John Gilbert

John Gilbert

Professor Emeritus

gilbert@cs.ucsb.edu

Research

The Combinatorial Scientific Computing Laboratory is located in HFH 5110. Our expertise is in matrices, graphs, and computation. Our research is in combinatorial scientific computing, high-performance graph algorithms, tools and software for computational science and engineering, and numerical linear algebra. We are interested in applications across the entire spectrum of computational science and data analysis.

 

Bio

John R. Gilbert directed the Combinatorial Scientific Computing Laboratory at the University of California at Santa Barbara, where he was Professor and Vice Chair of Computer Science. He has done fundamental work in algorithms and software for combinatorial and numerical problems and for sparse matrix computation, including Matlab’s original sparse matrix capabilities, the SuperLU solver library, and the Graph BLAS. His current research applies linear algebraic methods to large-scale graph and network analytics.

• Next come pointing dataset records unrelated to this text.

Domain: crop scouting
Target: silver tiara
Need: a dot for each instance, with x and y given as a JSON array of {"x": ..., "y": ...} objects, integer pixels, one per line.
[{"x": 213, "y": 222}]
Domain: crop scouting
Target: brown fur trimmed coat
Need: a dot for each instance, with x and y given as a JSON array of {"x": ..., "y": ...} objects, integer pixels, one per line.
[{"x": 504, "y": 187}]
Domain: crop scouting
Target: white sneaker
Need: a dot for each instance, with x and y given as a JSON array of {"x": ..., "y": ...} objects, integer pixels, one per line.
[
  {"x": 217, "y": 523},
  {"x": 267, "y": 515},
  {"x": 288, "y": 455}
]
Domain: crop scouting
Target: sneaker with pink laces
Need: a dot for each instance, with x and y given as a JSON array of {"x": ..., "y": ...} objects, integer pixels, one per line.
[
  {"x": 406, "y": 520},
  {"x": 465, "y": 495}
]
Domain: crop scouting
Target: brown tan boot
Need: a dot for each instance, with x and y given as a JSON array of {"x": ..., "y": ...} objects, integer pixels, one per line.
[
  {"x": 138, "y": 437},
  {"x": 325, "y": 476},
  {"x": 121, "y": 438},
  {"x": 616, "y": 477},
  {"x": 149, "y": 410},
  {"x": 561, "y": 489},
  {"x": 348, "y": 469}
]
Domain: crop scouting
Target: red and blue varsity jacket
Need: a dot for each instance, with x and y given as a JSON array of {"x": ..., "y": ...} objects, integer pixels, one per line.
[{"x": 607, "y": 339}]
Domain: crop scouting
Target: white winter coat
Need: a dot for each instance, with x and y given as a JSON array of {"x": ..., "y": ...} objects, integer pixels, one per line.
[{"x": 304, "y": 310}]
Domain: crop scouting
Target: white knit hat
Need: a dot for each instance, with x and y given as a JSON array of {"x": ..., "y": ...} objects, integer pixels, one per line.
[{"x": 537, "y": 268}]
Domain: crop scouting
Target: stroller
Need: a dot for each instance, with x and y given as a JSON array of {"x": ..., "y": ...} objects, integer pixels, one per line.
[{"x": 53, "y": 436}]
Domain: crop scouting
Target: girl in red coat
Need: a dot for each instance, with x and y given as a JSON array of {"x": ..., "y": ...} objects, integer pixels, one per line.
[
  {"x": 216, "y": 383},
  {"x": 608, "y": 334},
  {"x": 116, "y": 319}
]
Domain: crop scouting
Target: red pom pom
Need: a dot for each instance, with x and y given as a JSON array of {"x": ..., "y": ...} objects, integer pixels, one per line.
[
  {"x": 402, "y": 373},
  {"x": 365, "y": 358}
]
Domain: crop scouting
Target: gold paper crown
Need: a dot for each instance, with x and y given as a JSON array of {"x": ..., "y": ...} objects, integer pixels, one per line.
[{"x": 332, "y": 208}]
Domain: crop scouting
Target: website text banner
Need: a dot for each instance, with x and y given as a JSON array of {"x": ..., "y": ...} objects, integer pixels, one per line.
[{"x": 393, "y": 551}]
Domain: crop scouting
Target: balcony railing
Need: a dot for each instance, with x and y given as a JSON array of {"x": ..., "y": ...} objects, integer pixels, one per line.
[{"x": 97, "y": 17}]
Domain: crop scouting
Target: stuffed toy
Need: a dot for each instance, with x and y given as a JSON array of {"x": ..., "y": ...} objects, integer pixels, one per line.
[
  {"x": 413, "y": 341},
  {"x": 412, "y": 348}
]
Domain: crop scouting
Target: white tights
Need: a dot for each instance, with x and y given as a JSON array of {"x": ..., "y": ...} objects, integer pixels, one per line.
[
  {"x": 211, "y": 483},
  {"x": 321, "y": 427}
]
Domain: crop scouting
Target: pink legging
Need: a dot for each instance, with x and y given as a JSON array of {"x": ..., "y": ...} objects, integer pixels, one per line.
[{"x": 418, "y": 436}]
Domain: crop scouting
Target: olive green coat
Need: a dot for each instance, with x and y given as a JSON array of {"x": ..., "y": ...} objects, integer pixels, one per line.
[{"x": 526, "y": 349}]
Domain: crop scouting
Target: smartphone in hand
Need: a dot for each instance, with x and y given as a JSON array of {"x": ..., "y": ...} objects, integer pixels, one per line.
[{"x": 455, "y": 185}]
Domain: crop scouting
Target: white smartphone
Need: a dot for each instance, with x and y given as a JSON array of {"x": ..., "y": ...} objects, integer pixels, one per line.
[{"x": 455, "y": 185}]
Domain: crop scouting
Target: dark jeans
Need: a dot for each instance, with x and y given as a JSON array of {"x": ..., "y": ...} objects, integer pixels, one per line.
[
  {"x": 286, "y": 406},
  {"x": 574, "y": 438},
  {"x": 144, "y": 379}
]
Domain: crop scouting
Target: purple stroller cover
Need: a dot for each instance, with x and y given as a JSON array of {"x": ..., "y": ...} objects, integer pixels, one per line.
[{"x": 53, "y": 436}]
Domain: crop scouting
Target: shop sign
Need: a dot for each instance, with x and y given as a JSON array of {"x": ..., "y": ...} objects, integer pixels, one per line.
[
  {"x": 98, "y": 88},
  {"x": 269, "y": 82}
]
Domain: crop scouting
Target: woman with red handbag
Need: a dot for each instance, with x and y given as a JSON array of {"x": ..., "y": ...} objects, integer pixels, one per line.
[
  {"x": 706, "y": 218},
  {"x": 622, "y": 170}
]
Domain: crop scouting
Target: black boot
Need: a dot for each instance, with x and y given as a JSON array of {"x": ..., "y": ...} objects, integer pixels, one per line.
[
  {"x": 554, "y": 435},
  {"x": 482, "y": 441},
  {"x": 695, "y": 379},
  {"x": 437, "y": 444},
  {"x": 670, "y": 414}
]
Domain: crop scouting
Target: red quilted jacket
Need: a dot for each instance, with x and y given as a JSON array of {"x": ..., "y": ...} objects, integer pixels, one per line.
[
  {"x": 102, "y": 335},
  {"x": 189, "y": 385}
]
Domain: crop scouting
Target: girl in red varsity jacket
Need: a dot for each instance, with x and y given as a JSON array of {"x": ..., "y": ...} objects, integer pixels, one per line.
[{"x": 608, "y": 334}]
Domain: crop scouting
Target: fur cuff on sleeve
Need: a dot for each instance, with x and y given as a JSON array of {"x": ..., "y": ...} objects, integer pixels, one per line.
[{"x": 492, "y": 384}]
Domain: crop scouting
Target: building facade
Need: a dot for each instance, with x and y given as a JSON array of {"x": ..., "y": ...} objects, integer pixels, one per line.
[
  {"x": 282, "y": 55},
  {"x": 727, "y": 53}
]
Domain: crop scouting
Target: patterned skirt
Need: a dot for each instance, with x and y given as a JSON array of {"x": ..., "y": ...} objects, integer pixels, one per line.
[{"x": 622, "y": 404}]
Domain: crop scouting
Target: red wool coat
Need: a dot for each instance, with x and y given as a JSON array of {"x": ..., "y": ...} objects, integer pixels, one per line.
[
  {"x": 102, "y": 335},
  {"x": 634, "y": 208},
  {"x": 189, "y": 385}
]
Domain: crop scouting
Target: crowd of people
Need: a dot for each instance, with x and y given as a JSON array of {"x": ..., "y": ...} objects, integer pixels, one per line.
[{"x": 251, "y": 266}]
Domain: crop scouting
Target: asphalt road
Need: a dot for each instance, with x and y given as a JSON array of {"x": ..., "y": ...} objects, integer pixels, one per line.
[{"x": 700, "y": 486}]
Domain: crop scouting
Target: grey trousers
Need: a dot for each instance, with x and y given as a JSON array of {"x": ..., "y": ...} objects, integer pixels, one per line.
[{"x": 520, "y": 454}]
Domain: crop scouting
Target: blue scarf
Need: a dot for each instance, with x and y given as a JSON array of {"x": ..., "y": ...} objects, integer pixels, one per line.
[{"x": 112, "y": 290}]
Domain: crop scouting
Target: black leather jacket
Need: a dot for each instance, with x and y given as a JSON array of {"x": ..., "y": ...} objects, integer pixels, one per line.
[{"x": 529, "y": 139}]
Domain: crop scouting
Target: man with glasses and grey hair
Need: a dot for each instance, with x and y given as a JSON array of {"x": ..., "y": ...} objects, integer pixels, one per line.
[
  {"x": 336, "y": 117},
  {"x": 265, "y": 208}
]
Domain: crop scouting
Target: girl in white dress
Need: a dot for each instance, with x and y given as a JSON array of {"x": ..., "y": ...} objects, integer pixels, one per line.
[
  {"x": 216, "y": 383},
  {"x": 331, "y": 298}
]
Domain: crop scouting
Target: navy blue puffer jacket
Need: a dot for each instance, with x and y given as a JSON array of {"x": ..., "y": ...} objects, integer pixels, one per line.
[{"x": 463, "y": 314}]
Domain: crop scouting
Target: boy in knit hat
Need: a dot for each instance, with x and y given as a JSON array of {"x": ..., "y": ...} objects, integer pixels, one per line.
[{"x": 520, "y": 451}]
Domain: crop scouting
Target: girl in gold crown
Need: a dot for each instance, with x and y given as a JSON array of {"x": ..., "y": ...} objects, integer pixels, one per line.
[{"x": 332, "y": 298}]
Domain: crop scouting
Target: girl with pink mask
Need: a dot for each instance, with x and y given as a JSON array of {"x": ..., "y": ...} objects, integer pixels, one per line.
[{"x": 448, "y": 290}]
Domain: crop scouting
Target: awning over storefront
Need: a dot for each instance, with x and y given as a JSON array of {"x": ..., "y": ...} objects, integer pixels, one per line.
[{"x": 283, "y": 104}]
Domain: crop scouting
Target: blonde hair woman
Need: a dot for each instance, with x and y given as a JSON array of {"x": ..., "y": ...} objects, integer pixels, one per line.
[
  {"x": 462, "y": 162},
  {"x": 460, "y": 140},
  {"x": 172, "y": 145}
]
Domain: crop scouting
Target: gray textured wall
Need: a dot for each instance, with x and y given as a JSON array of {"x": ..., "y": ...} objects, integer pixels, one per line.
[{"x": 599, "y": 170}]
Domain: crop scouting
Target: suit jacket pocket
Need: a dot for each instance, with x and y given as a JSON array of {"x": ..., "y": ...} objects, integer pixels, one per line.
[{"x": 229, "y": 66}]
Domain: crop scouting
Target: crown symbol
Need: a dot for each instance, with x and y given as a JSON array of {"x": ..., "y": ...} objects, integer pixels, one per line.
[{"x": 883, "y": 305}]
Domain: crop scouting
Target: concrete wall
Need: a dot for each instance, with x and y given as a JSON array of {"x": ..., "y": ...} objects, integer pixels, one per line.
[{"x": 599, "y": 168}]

Professor Gilbert received his PhD from Stanford in 1981. He has been a member of the Computer Science faculty at Cornell, a visiting faculty member at MIT, and a Principal Scientist at Xerox PARC. He has chaired the ACM Special Interest Group on Numerical Mathematics and the SIAM Activity Group on Supercomputing, and is a Fellow of the Society for Industrial and Applied Mathematics.